Literature DB >> 19735104

PI-3 kinase pathway can mediate the effect of TGF-beta1 in inducing the expression of SHARP-2 in LLC-PK1 cells.

Zhang-fei Shou1, Qin Zhou, Jie-ru Cai, Jiang-hua Chen, Kazuya Yamada, Kaoru Miyamoto.   

Abstract

We aim to investigate the effect of transforming growth factor (TGF)-beta1 on the expression of enhancer of split- and hairy-related protein-2 (SHARP-2) messenger RNA (mRNA) and its signaling pathway.
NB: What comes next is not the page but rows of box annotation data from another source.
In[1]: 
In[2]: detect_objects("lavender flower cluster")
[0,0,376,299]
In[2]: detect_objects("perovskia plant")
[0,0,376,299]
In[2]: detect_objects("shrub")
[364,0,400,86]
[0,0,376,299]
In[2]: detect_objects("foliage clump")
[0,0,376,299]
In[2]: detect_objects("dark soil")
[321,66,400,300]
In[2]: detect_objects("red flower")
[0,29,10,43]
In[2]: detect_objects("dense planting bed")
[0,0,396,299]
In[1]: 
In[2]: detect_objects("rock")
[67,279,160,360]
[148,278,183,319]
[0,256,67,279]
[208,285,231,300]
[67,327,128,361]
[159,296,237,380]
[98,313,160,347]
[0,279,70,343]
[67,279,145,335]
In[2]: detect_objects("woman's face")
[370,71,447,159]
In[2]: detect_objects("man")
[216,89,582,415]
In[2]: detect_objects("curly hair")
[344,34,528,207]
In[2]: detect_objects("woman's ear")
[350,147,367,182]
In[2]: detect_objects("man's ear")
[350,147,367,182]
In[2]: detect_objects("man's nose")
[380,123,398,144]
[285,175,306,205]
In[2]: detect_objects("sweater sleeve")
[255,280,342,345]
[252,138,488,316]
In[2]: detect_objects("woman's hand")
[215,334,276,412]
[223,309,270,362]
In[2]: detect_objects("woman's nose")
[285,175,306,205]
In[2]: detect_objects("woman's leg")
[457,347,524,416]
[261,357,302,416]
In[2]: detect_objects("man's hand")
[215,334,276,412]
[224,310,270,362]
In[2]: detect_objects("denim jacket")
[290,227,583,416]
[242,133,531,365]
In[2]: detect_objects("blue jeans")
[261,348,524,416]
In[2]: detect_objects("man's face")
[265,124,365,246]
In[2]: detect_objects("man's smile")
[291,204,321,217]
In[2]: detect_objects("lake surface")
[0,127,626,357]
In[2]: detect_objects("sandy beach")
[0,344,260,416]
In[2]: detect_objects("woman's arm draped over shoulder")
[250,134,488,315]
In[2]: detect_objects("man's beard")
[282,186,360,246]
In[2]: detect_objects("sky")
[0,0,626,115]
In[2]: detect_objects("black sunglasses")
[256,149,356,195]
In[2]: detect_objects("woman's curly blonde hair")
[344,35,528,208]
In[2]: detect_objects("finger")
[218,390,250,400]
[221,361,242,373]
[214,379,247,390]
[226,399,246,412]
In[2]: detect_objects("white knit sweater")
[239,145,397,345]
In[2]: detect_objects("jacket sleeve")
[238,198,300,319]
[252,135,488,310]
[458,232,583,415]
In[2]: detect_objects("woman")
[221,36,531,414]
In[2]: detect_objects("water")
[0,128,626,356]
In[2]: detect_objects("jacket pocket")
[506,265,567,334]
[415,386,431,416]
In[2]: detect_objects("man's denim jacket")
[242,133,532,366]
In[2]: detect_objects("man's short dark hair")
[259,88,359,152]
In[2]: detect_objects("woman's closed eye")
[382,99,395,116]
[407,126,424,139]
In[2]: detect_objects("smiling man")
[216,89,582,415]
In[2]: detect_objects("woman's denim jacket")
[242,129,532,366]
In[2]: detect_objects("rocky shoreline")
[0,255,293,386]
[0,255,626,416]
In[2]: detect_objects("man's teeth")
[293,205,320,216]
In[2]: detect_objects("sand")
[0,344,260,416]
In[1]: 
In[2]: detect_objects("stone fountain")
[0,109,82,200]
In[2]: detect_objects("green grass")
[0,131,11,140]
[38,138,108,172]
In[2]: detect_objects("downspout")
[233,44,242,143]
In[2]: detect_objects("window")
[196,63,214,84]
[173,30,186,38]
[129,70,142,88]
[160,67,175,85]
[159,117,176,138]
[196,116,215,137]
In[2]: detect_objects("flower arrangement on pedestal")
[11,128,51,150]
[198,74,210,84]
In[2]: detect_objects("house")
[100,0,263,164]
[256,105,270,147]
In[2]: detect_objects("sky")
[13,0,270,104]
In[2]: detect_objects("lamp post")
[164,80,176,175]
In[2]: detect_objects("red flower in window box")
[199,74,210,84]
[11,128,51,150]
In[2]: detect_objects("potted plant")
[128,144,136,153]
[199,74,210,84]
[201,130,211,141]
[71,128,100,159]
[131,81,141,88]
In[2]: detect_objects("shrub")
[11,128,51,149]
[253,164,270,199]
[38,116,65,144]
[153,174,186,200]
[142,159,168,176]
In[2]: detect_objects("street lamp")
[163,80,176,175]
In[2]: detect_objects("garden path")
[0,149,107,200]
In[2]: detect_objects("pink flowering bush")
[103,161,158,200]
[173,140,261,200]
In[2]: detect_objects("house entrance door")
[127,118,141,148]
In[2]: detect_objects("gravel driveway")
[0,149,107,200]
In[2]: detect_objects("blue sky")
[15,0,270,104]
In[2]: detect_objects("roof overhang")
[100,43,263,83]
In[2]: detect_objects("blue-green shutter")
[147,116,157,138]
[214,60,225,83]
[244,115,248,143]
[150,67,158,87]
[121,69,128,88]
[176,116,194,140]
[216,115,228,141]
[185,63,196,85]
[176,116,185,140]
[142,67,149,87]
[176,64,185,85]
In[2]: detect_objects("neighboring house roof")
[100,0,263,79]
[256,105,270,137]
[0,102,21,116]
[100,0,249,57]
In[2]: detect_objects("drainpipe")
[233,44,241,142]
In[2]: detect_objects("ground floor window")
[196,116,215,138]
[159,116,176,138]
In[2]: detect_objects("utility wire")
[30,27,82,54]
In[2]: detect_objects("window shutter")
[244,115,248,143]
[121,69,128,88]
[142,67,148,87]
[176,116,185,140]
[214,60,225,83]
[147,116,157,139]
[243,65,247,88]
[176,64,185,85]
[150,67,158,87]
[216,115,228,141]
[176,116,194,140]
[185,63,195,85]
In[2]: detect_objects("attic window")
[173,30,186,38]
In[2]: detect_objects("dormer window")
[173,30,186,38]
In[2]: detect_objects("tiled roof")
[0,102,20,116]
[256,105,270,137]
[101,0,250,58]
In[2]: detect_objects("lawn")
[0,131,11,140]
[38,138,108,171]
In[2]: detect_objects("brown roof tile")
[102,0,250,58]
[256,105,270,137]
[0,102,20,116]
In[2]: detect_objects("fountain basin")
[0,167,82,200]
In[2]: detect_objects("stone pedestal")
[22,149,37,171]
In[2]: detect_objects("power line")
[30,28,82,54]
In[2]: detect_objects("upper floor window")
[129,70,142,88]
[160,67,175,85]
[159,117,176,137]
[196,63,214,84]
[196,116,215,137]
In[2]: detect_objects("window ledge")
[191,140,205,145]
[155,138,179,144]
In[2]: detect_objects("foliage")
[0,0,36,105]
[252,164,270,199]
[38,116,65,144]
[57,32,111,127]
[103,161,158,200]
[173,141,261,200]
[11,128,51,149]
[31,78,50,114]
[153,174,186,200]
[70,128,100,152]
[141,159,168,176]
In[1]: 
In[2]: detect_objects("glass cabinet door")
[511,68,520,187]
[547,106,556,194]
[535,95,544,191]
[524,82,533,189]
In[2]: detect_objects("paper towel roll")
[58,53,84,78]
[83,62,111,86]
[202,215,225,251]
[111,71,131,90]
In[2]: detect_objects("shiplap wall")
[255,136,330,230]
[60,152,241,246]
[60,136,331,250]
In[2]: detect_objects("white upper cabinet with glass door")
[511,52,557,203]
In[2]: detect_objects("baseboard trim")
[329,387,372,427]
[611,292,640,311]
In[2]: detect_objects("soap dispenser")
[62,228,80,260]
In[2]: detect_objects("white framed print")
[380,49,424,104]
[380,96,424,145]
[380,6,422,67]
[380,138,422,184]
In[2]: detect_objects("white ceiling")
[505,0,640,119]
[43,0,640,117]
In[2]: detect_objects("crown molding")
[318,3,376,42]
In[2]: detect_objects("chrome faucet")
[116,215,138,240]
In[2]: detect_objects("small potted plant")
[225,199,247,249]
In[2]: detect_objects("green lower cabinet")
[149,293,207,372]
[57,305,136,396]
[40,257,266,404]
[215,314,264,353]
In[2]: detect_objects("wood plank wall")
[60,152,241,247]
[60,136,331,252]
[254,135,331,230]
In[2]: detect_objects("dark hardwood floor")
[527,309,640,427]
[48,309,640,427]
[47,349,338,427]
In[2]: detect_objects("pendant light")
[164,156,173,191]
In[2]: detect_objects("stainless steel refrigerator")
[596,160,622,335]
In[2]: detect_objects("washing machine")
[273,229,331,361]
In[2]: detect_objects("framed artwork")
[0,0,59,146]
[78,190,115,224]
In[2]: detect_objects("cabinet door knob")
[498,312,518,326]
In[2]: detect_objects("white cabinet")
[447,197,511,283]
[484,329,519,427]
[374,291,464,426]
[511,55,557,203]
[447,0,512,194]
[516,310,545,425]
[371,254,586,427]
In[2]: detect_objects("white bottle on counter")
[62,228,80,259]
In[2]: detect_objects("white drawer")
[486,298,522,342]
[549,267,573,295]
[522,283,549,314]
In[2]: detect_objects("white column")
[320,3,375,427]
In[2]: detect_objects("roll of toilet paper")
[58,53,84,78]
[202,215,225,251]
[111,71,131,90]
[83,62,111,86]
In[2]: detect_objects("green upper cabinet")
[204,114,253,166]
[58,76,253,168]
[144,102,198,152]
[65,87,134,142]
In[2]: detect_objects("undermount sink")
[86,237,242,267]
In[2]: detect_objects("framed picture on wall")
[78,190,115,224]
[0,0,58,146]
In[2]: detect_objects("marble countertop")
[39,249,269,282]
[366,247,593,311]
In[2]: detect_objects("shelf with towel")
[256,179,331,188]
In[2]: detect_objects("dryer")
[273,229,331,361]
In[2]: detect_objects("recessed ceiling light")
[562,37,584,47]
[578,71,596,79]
In this study, several cell lines including LLC-PK1 (a porcine kidney tubular epithelial cell line), MDCK (Madin-Darby canine kidney) and CTLL-2 (cytotoxic T-lymphocyte line) were treated with recombinant human TGF-beta1, and a series of experiments were carried out, involving Northern blot analysis of total RNA from these cells. Further, several specific chemical inhibitors were applied before TGF-beta1 treatment to probe the signaling pathway. The results showed that TGF-beta1 can significantly up-regulate SHARP-2 mRNA expression in the LLC-PK1 cell line. The peak level of induction was found 2 h after TGF-beta1 stimulation. While one phosphoinositide 3-kinases (PI-3) kinase inhibitor, LY294002, completely blocked the effect of TGF-beta1 on SHARP-2 mRNA expression in LLC-PK1 cells at a low concentration, other inhibitors, including PD98059, staurosporine, AG490, wortmannin, okadaic acid and rapamycin, had no effect. The effect of LY294002 was dose-dependent. We conclude that, in LLC-PK1 cells at least, TGF-beta1 can effectively induce the SHARP-2 mRNA expression and that the PI-3 kinase pathway can mediate this effect.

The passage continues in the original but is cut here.